Tuesday, July 11, 2017

Ecologia y yo!!!

There is a tradition here that the rainy season begins on June 24th. It's connected to a legend that the Spanish explorer Francisco Vásquez de Coronado prayed for rain on June 24, 1540, the feast day of St. John the Baptist, and after his prayers, it rained.
And so it was this year.  The rain began steadily and gently after dark. During the rainy season we have rain and thunder nearly every night until November.
Our farm is on the hill behind the smoke 

The morning after, the veranda was wet with what looked like coffee. That has never happened before but then we have never had an asphalt plant in our village. A renovation of the plaza and a new road along the coast is the new busy-ness overwhelming our town. A gray cloud of smoke hovers over the asphalt plant alongside the river and meanders up the valley to the foothills where our farm is, causing the air to reek of asphalt and tint the rain black.

I think it's driving the mosquitoes up the hills to our place too.

The dogs have forgotten what rain is after 7 months of dry days and nights. They are loathe to get their feet wet, clumping up on the porch in front of the fan. I'm hoping the rain will kill off the ticks which seem particularly bad this year. Recently, I noticed that there are tiny spiders around with shiny, blood-red balloon bodies, their webs dangling mummified ticks. I've decided to receive them as allies and accept their part in the balancing act on Slow Living Farm.

The plants respond gratefully to the rain, brightening, baptized and washed from months of dust. It is an eye-feast of greens. The datura I thought was a goner begins again as a young upstart. The twiggy poinsettia from Christmas is flush with new green leaves veined in red.

Prior to the rain, la chicharras, our cicadas, sing the rainsong. It is one of the sure sounds of the season. The frogs sing too and in the evening they come to the windows of the office to feed on insects. They sleep during the day under pillows and in pottery on the veranda. Walking at night with the flashlight, I am overwhelmed by the dense insect-life in the air, on the ground, in the trees - the night is vibrating with humming, buzzing, clicking and clacking.
The view into the orchard below is a strobing lightshow of fireflies.

Silent, with one eye open to the frogs and mice, a large boa rests wrapped in the bars of our window grill.

A young rooster has found his voice.

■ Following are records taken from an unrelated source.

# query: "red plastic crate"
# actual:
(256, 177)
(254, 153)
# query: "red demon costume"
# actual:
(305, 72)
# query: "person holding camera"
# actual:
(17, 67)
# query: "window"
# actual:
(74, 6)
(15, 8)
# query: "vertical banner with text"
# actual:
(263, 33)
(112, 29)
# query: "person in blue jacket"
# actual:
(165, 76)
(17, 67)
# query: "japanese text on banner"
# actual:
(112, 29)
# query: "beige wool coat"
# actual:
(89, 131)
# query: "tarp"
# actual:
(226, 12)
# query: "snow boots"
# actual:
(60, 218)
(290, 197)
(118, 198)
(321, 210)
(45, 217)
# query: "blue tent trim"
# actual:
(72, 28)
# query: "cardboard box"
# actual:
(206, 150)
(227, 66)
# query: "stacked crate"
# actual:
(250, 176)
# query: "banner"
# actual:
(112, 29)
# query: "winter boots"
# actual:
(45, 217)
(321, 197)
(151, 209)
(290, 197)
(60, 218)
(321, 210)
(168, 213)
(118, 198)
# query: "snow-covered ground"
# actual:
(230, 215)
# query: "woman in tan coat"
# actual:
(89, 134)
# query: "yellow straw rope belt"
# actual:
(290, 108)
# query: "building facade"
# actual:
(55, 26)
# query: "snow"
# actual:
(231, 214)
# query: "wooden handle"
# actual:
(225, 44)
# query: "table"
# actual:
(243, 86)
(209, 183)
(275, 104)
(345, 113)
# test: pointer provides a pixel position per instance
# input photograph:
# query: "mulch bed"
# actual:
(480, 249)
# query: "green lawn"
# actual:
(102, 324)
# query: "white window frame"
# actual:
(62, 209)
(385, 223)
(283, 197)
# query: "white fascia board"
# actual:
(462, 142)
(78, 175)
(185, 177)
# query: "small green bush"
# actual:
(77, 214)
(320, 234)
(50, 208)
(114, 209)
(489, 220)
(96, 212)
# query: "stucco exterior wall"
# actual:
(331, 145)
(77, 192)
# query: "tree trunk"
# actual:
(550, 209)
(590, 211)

His crow is the first 5 notes from the old sitcom "Get Smart". I hear it all day long as a playful tease, get smart!

Wally and I are are witnesses to the complex balance of our ecosystem on the farm. It's a relational world, one thing linked to another. In tropical Mexico it's more vivid and apparent than any place I've ever lived.

Summer pickins' from the farm 

I'm preparing to teach summer school in two weeks. The theme this year is Ecologia y yo! - (Ecology and me!)  Raising the awareness of digital-addicted kids to seeing themselves as connected and related to everything in this richly diverse universe, and to get them to see this as a pattern that informs everything will take a transformation of consciousness. 

I know, I know, sounds too, too...ambitious. But it occurs to me that a simple starting point is to learn how to see.

My mother gave my sisters and me the gift of deep seeing. Her enthusiasm for the wonders of nature in the tiniest details were our first exposure to pure joy. They were awakening moments. I believe that might be the magic key:  to be startled awake by beauty is transformative. For me it was the spark that ignited a blaze of love for the things of nature that has fueled my whole life. When you love something you naturally care, naturally want to protect, naturally strive to live up to your part in the relationship. This heart-driven ecology feels like it might hit the mark of a true-love marriage between the sciences of the cosmos and evolving human beings, or as we say on the farm: human beans.

I'm not a scientist or an educator. I'm a romantic - a believer that beauty, like love can save the world. It saved me!